Il consiglio di Rose non era una semplice indicazione: era un monito carico di significato. “Se non lasci cadere il maglione dalle mani, seguendo la manica fino a che rimane solo filo, questo ti condurrà da lui. Ma non sarà come lo ricordi: ha mangiato i suoi ricordi per tenersi caldo. Non è addormentato, ma un bacio lo risveglierà. Proprio come nelle fiabe.” Qui si tocca un tema profondissimo: il prezzo del ricordo e la perdita di sé nell’attesa, la metamorfosi della memoria in qualcosa di fragile, evanescente, quasi intangibile. L’atto di seguire il filo, di non voltarsi indietro, richiama archetipi antichi di viaggio nell’aldilà e rinascita, tra mito e realtà.
Rose aggiunge un’ultima, inquietante verità: “Se segui il filo correttamente e non ti volti indietro, potrai rubarlo dalla Casa delle Ossa.” Un luogo metaforico che evoca l’idea di un limbo, una prigione dell’anima e del ricordo, da cui si può tentare di liberare chi si ama. L’uscita non è una porta comune, ma una discesa, un salto nell’ignoto, nel vuoto della realtà e dell’inconscio, un momento in cui si apprende a volare, a lasciarsi andare alle leggi di un mondo altro.
Il secondo testo, ambientato in un futuro prossimo distopico, mostra un altro tipo di separazione e alienazione: il protagonista si confronta con il luogo in cui vive suo padre, Strawberry Fields, un quartiere che finge di essere un passato ideale, ma che è solo una replica sterile, vuota di vita autentica. Il senso di abbandono, la distanza emotiva e fisica tra genitore e figlio sono amplificati da un ambiente che sembra congelato in una nostalgia fittizia, dove tutto è più piccolo, più debole, più fragile — come i sogni degli abitanti. La presenza di bot, di “persone fatte” dall’aspetto umano ma che sono solo simulacri, accentua l’idea di realtà manipolata, di relazioni artificiali, di perdita di autenticità e memoria.

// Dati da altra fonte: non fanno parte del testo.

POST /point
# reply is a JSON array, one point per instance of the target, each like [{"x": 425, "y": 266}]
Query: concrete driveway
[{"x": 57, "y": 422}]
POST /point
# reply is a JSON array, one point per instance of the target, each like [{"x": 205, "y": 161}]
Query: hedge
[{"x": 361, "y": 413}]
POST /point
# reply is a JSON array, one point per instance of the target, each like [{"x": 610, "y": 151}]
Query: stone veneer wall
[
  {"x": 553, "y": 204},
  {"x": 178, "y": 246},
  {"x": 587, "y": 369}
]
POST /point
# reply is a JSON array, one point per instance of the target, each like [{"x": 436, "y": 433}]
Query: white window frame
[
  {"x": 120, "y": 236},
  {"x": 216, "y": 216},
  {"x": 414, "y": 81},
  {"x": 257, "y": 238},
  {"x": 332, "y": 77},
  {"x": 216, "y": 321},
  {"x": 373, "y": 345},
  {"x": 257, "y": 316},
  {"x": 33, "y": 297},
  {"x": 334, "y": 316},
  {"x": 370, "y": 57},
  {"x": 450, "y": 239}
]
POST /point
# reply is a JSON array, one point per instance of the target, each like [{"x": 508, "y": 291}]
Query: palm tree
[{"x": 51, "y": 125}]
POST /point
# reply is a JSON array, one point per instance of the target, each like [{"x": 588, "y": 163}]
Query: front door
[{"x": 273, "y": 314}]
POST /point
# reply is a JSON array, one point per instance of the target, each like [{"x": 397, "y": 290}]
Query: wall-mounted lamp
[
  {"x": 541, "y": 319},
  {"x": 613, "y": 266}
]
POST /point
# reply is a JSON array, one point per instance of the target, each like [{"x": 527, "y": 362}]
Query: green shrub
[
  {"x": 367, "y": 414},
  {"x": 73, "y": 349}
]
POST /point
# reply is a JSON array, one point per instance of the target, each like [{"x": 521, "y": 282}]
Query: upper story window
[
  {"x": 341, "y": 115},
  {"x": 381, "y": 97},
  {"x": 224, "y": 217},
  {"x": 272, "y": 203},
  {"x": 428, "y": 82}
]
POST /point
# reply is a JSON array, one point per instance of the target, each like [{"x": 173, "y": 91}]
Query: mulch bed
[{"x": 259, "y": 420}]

Quando la porta si apre, la bambina che accoglie Jen è un robot, una creazione artificiale con una voce matura e sorprendentemente reale, capace di evocare emozioni contrastanti: familiarità e spaesamento, calore e freddezza. La presenza di questo automa, così perfetto e al contempo innaturale, sottolinea la tensione tra ciò che è autentico e ciò che è riprodotto, tra passato e presente, tra ricordo e simulazione.
In entrambi i passaggi emerge un tema centrale: il rapporto con la memoria, con l’amore perduto e la ricerca di riconciliazione in mondi sospesi tra realtà e immaginazione. L’atto del viaggio verso chi non è più pienamente presente, sia che si tratti di un viaggio simbolico nell’inferno personale o di un incontro con l’assenza trasformata in artificio, è un rito di passaggio verso una nuova consapevolezza.
È importante riconoscere che la memoria non è solo un archivio di fatti, ma un organismo vivo, capace di trasformarsi, deformarsi, consumarsi. Il ricordo di una persona amata può diventare freddo, distante, sfuggente, eppure proprio attraverso il contatto, anche simbolico, si può tentare di risvegliarlo. Nel contempo, la realtà artificiale che sostituisce la vita autentica nel futuro distopico rappresenta un ammonimento: la memoria e il legame umano non possono essere sostituiti da simulacri, per quanto perfetti possano apparire.
Oltre a comprendere la natura fragile della memoria e dell’amore, è essenziale per il lettore interiorizzare il valore del coraggio nell’affrontare l’ignoto, l’ignoto che si manifesta sia nell’inferno personale sia nelle distorsioni del mondo contemporaneo. Questi viaggi non sono soltanto fisici, ma soprattutto interiori, una sfida a riconnettersi con ciò che si è perduto senza perdere se stessi nel processo.